Monday, May 5, 2008

Nation building

In his recent New York Times editorial, Who Will Tell The People, Thomas Friedman writes about the state of our nation which is experiencing decay in its infrastructure, erosion in its achievement-oriented values, and displacement as a respected purveyor of greatness. Powerfully, Friedman asserts, like we talk of developing nations, that "people want to do nation-building. They really do. But they want to do nation-building in America." This is yet another way to express that our irrelevance is costly, and we have yet to focus on treating root causes.

Friedman writes: "We are not as powerful as we used to be because over the past three decades, the Asian values of our parents’ generation — work hard, study, save, invest, live within your means — have given way to subprime values: “You can have the American dream — a house — with no money down and no payments for two years.” What an irony! The values that we hold so dear, that we speak of as the values woven into the history and fabric of our nation, Friedman now classifies as "Asian values." We know where hard work and sacrifice leads because we lived by that credo, proudly, for decades. Where is the sense of urgency to regain our global respect and standing? What will motivate the revolution that we need to re-capture our national values and national pride?

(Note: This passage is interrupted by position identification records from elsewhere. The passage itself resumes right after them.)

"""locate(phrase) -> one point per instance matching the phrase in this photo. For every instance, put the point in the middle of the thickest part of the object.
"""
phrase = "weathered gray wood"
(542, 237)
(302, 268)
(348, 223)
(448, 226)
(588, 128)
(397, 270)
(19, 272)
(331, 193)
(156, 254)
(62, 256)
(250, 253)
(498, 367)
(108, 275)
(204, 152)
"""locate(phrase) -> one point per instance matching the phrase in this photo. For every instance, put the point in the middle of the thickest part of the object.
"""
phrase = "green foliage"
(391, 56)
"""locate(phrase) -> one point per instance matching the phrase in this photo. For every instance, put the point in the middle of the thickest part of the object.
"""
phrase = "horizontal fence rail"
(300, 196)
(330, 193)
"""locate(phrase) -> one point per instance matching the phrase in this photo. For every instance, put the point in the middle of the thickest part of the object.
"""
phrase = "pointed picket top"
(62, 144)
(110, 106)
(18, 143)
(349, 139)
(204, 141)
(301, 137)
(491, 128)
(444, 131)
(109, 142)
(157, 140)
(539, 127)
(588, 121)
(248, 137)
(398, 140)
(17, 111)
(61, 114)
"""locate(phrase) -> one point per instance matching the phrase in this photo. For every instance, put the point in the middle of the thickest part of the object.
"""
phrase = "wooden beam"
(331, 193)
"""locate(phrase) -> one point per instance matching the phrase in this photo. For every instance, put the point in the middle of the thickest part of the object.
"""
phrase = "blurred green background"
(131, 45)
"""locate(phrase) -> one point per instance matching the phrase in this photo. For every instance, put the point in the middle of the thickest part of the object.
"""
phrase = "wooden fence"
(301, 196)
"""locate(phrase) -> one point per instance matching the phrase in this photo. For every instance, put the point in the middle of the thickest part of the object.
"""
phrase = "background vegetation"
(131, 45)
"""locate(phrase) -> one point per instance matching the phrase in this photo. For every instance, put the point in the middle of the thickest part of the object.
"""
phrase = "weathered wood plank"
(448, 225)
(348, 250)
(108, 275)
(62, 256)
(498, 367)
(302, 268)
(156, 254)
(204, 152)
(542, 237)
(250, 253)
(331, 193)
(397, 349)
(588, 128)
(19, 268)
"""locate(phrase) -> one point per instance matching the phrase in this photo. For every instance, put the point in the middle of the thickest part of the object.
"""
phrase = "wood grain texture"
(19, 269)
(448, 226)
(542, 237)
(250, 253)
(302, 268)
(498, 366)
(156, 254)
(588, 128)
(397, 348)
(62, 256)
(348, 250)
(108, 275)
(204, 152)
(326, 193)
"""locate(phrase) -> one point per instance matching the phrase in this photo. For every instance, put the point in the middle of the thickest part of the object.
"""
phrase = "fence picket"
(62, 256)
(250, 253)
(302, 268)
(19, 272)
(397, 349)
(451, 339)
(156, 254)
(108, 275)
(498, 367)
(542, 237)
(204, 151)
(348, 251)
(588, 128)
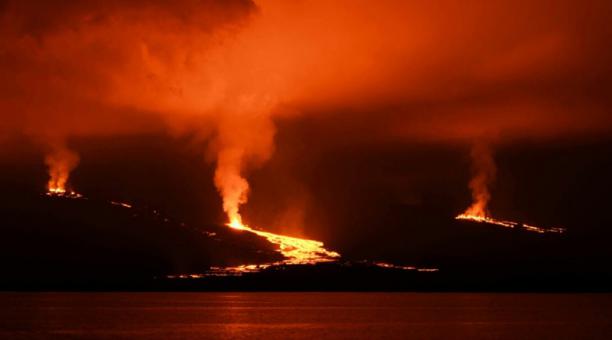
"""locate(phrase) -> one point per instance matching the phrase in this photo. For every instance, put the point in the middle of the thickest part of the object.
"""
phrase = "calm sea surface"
(304, 316)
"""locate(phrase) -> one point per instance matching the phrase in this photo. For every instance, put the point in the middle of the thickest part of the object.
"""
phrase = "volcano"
(72, 240)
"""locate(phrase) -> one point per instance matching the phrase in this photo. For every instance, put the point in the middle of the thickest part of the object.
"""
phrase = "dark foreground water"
(305, 316)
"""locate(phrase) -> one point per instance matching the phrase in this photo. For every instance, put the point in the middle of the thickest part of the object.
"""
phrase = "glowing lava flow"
(295, 250)
(508, 224)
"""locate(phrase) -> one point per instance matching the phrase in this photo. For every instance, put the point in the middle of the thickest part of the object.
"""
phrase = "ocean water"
(304, 316)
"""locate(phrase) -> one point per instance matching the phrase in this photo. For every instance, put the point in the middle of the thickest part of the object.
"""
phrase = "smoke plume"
(60, 161)
(483, 171)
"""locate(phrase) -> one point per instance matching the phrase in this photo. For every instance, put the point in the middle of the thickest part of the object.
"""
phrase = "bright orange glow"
(60, 161)
(295, 250)
(509, 224)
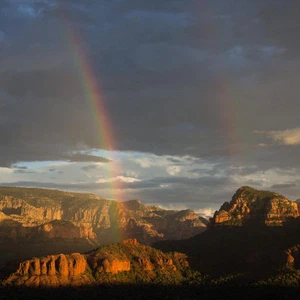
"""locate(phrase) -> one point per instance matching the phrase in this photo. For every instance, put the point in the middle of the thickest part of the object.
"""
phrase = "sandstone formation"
(259, 207)
(92, 217)
(102, 265)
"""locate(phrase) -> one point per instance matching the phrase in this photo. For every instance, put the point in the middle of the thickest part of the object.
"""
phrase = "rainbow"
(101, 120)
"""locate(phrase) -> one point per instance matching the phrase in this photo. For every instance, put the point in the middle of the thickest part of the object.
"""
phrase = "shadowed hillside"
(35, 222)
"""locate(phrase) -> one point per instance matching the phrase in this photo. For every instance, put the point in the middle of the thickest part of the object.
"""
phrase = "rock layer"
(46, 214)
(94, 267)
(258, 207)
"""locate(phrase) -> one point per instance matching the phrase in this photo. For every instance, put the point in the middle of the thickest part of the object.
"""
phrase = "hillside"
(253, 206)
(249, 234)
(35, 222)
(126, 262)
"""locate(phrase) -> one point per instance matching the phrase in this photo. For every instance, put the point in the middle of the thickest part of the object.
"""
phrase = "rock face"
(99, 266)
(53, 270)
(49, 221)
(250, 205)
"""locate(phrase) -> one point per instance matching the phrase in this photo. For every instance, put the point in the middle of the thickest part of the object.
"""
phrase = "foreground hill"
(249, 234)
(249, 205)
(35, 222)
(125, 262)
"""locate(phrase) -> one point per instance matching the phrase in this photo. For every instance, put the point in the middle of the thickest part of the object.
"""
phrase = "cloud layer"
(187, 87)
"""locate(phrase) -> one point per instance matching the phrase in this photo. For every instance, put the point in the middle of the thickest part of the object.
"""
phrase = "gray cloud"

Friedman gives another shameful and frightening example: "Harvard’s president, Drew Faust, just told a Senate hearing that cutbacks in government research funds were resulting in 'downsized labs, layoffs of post docs, slipping morale and more conservative science that shies away from the big research questions.' Today, she added, 'China, India, Singapore ... have adopted biomedical research and the building of biotechnology clusters as national goals. Suddenly, those who train in America have significant options elsewhere.'" When we stop funding the high-tech intellectual pursuits and create disincentives for our talented to stay in the United States, what sort of brain drain are we creating? How deep will it permeate? How can we afford to be global thought leaders? What are our national goals instead, if not these?

We need to regain a sense of limitless possibility and dreams fueled by ingenuity, hard work, team spirit, and grand purpose for our nation. We need to move beyond lamenting the demise of the past and seek to design, craft, and celebrate the future for one and all.